Avec une grande subtilité, les lumières de Michel Theuil viennent éclairer cet univers souvent sombre, où les reflets et les ombres n’acquièrent que davantage de poids. Les personnages évoluent sur un plan légèrement incliné, comme étouffés par une perspective qui se rétrécit vers le fond du plateau. La mise en scène de Gilles Bouillon et la dramaturgie de Bernard Pico, familiers du Grand théâtre tourangeau, n’offrent guère plus de concessions au réalisme, avec une scénographie sobre, réduite au minimum que requiert le livret (trône, chaise, lit, prie-dieu, volée d’escalier, ...).

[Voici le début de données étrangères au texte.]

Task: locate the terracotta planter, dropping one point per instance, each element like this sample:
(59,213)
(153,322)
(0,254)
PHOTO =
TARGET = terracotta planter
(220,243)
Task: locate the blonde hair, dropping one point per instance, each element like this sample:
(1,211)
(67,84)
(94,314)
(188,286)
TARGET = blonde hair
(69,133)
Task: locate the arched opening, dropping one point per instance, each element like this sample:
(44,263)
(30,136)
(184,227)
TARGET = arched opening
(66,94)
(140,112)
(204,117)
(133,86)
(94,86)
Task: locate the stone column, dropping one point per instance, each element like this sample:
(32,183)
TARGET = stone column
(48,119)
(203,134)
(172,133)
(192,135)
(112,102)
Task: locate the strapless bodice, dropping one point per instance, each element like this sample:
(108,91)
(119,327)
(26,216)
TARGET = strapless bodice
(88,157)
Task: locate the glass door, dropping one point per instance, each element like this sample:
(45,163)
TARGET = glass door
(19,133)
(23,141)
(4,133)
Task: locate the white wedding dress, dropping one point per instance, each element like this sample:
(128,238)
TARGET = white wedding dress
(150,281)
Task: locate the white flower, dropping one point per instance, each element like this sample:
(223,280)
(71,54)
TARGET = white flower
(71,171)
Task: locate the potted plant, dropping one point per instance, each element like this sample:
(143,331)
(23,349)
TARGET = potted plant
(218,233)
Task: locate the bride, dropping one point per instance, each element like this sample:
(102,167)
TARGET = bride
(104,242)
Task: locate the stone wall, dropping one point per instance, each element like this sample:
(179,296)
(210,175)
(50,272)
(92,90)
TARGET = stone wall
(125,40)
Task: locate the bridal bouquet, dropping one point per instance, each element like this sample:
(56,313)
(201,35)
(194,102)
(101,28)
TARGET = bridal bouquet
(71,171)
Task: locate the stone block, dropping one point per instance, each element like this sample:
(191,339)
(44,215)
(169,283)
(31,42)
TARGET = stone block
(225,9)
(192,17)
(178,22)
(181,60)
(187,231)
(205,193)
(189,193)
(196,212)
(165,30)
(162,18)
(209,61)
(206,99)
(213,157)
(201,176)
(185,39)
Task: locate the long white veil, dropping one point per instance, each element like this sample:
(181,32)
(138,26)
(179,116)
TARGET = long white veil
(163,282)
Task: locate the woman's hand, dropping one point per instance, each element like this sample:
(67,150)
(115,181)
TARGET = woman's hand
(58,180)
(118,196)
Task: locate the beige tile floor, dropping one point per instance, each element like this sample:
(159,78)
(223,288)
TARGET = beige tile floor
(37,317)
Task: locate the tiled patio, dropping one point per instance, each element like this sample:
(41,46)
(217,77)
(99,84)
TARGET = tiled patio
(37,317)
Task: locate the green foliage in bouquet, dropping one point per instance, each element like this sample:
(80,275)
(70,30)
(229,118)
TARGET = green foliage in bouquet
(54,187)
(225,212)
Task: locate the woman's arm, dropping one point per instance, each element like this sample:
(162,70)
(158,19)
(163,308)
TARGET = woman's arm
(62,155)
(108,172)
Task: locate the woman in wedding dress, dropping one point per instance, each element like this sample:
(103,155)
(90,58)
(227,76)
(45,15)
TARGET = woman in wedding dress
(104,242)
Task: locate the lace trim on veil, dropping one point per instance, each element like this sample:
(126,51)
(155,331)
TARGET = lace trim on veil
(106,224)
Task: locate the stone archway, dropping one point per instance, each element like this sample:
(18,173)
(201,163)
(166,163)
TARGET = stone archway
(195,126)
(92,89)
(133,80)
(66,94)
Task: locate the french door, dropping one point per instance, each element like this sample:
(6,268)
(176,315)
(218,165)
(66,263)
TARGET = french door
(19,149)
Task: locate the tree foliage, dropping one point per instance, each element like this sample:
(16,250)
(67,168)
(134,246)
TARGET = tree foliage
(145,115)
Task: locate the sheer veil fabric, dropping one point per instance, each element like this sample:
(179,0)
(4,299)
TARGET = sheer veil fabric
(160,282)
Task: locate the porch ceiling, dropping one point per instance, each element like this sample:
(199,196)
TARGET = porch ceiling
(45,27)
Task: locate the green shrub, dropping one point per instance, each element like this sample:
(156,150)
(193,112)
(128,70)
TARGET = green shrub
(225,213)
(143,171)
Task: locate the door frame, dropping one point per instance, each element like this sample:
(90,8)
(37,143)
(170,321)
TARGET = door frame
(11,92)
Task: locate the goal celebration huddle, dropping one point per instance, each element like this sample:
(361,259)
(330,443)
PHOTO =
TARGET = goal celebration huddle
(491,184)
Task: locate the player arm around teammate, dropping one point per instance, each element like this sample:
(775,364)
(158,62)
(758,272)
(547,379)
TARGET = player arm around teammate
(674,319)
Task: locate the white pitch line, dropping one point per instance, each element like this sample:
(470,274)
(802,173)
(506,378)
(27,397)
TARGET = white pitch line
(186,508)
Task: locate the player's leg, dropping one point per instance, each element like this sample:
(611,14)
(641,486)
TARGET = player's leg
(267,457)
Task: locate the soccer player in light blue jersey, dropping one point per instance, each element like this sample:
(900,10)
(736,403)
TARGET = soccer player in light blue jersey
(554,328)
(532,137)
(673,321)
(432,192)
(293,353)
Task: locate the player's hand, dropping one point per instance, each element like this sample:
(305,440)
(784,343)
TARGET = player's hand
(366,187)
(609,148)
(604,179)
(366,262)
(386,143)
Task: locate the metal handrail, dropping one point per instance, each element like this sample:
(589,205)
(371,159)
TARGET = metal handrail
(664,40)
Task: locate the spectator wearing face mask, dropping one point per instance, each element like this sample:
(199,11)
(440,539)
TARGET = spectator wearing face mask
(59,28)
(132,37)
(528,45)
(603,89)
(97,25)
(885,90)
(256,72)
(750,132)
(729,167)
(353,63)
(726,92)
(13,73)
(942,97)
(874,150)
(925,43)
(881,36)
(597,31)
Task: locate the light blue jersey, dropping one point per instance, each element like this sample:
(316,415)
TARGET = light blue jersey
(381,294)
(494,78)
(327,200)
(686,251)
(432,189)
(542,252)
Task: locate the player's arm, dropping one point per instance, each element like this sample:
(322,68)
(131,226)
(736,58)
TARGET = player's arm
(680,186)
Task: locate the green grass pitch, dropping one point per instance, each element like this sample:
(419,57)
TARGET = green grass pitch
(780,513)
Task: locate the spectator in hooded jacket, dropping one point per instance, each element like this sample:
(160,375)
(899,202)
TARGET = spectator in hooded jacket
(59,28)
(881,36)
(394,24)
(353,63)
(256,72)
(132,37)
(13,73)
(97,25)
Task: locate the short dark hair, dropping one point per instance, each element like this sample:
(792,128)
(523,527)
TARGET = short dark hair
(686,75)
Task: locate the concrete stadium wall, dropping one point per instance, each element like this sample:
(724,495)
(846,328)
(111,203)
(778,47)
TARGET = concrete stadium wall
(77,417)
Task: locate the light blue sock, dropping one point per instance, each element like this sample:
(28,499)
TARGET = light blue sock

La reprise pour trois représentations de cette production de l’Opéra de Tours, créée voici huit ans, paraît donc bienvenue, au sein d’une saison principalement consacrée au grand répertoire (L’Elixir d’amour, La Flûte enchantée, Carmen), mais qui s’autorise également quelques incursions plus légères (Phi-Phi) ou originales (Le Pays de Ropartz). Jean-Yves Ossonce et l’Orchestre symphonique Région Centre - Tours ont accompli un indéniable travail dramatique, mais force est de constater que l’auditeur est non seulement privé des sortilèges de l’instrumentation debussyste mais aussi d’une exécution techniquement satisfaisante. Certes, une acoustique particulièrement sèche et un effectif réduit (vingt-quatre cordes), qui peine néanmoins à tenir dans la fosse – les harpes sont exilées dans une baignoire côté jardin, au-dessus des cors, à l’opposé des percussions, nichées sous l’autre baignoire, côté cour – ne facilitent pas la tâche des musiciens.
Au moins les chanteurs n’ont-ils pas besoin de forcer, le surtitrage se révélant d’ailleurs superflu, ce qui constitue un véritable bonheur dans un opéra où la diction est si capitale. Aucune faiblesse, de ce point de vue, dans la distribution, et les voix proprement dites suscitent à peine plus de réserves. Les rôles-titres forment un couple crédible par sa jeunesse: parfois encore un peu verte, la Mélisande de Karen Vourc’h ne trébuche jamais, pas plus que Jean-Sébastien Bou, plus enflammé qu’évanescent, s’accommodant de la tessiture si particulière de Pelléas. Malgré quelques notes peu assurées, notamment dans l’aigu, François Harismendy n’en demeure pas moins un Golaud convaincant, tour à tour brutal et pitoyable. Le timbre de Frédéric Bourreau gagnera sans nul doute en profondeur avec le temps, mais son Arkel clair et lyrique est déjà bien séduisant. Et avec Emmanuelle de Negri en Yniold, Svetlana Lifar en Geneviève ou même Vincent Deliau en médecin, on a scrupule à parler de «petits rôles».